This notebook SNIP is a very brief use case applying how we can use centroids from previous malware analysis to build a classifier of new malware.
Our full dataset is described here: https://github.com/action-ai-institute/MABEL-dataset/tree/main
You can retrieve a cleaned version ready for modeling here: https://github.com/solomonsonya/Artificial_Intelligence_Research/blob/main/malware_classification/nlp/archive/nlp_MABEL_dataset/standardized_dataset/_malware_family_master_dataset.7z
This notebook relies on the standardized_import_functions attribute provided in the dataset.

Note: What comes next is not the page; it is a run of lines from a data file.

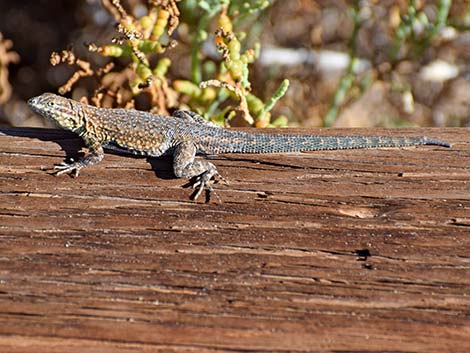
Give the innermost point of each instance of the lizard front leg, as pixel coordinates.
(186, 166)
(96, 155)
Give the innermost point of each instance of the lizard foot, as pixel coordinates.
(64, 168)
(203, 182)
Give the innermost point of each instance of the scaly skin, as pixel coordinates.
(184, 135)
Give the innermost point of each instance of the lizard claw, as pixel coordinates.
(203, 182)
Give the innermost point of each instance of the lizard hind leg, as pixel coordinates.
(186, 166)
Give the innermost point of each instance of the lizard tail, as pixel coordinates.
(272, 143)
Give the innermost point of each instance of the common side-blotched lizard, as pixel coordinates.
(184, 135)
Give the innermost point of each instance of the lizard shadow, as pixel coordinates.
(69, 142)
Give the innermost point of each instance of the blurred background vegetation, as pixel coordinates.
(243, 63)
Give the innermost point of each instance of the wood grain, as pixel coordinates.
(357, 250)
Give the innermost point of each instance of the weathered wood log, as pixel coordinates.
(353, 250)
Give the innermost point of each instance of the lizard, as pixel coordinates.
(183, 135)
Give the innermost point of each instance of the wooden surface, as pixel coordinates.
(358, 250)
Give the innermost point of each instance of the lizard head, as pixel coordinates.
(60, 110)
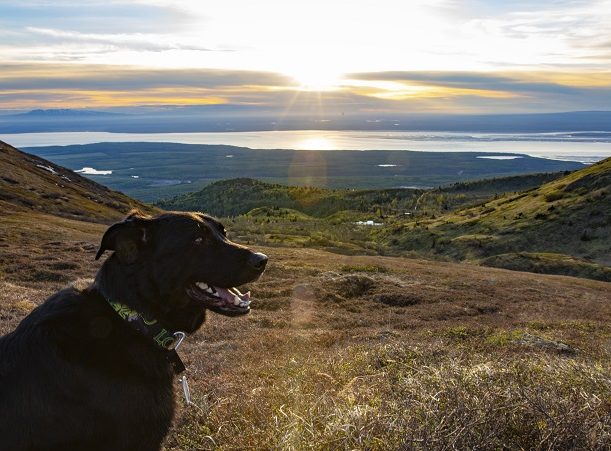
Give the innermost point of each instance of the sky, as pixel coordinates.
(373, 56)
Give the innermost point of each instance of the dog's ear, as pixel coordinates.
(126, 238)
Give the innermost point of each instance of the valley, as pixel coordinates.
(357, 351)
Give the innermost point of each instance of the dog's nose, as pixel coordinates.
(258, 260)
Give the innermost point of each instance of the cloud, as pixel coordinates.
(37, 85)
(133, 41)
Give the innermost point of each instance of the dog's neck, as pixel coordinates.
(116, 282)
(125, 306)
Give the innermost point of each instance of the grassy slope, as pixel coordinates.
(560, 224)
(30, 183)
(570, 215)
(239, 196)
(364, 352)
(168, 169)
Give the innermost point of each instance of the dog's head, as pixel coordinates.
(181, 264)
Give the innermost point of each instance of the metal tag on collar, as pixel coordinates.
(180, 336)
(185, 390)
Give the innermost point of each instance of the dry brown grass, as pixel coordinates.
(367, 352)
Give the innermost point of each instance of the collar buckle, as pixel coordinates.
(179, 337)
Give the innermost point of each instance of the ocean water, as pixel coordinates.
(586, 147)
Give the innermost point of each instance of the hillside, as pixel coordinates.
(564, 222)
(361, 352)
(152, 171)
(239, 196)
(30, 183)
(555, 223)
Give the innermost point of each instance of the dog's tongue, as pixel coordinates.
(232, 295)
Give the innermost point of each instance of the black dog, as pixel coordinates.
(93, 369)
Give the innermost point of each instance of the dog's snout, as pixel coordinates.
(258, 260)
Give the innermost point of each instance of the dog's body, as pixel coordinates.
(76, 375)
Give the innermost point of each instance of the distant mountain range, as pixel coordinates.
(31, 183)
(215, 118)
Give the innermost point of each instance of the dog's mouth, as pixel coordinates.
(226, 301)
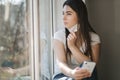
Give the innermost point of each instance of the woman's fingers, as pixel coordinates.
(81, 73)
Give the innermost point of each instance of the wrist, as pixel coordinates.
(72, 47)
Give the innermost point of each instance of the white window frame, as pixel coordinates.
(34, 37)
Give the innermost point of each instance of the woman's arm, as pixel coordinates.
(76, 73)
(77, 54)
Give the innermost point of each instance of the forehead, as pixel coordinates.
(67, 8)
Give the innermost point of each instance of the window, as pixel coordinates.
(14, 39)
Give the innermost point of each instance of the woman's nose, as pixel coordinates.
(64, 17)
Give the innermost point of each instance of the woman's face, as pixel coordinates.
(69, 17)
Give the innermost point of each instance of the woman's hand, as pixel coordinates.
(71, 39)
(79, 73)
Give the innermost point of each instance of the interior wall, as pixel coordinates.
(104, 16)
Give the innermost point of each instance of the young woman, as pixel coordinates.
(77, 43)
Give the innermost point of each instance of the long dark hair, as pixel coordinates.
(84, 27)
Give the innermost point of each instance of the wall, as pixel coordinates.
(104, 17)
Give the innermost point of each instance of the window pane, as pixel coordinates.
(14, 42)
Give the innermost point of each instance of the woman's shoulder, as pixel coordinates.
(60, 35)
(95, 38)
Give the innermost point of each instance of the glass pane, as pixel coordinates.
(45, 39)
(14, 42)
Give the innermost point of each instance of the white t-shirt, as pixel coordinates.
(60, 35)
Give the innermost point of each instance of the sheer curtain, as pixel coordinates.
(45, 39)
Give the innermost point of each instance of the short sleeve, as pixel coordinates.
(60, 35)
(95, 39)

print('configuring imports now...')
import threading
import pandas as pd
import time
import random
import os
from sklearn.metrics import *
from sklearn.feature_extraction.text import *
from tabulate import *
import numpy as np
import seaborn as sns
import matplotlib.pyplot as plt
import statsmodels.api as sm
import re
import logging
import inspect
import io
from plotly.subplots import make_subplots
from wordcloud import WordCloud
from pathlib import Path
import csv
from plotly.subplots import make_subplots
import plotly.graph_objects as go
from datetime import *
from scipy import sparse
from sklearn.metrics.pairwise import cosine_similarity, cosine_distances
import joblib
from sklearn.metrics import jaccard_score
from sklearn.preprocessing import MultiLabelBinarizer
from scipy.signal import find_peaks
from matplotlib import gridspec
from scipy.stats import mode
from scipy.stats import entropy
from sklearn.decomposition import PCA
from mpl_toolkits.mplot3d import Axes3D
import plotly.express as px
from sklearn.cluster import KMeans
from sklearn.metrics import silhouette_score, calinski_harabasz_score, davies_bouldin_score
from kneed import KneeLocator
import warnings
warnings.filterwarnings('ignore')
print('imports complete')
configuring imports now... imports complete
###############################################################################################################################
# Import DataSet
##############################################################################################################################
input_file_path = './input/pe_MABEL_api_imports_SAMPLE.csv'
print(f'reading MABEL snip file --> {input_file_path}')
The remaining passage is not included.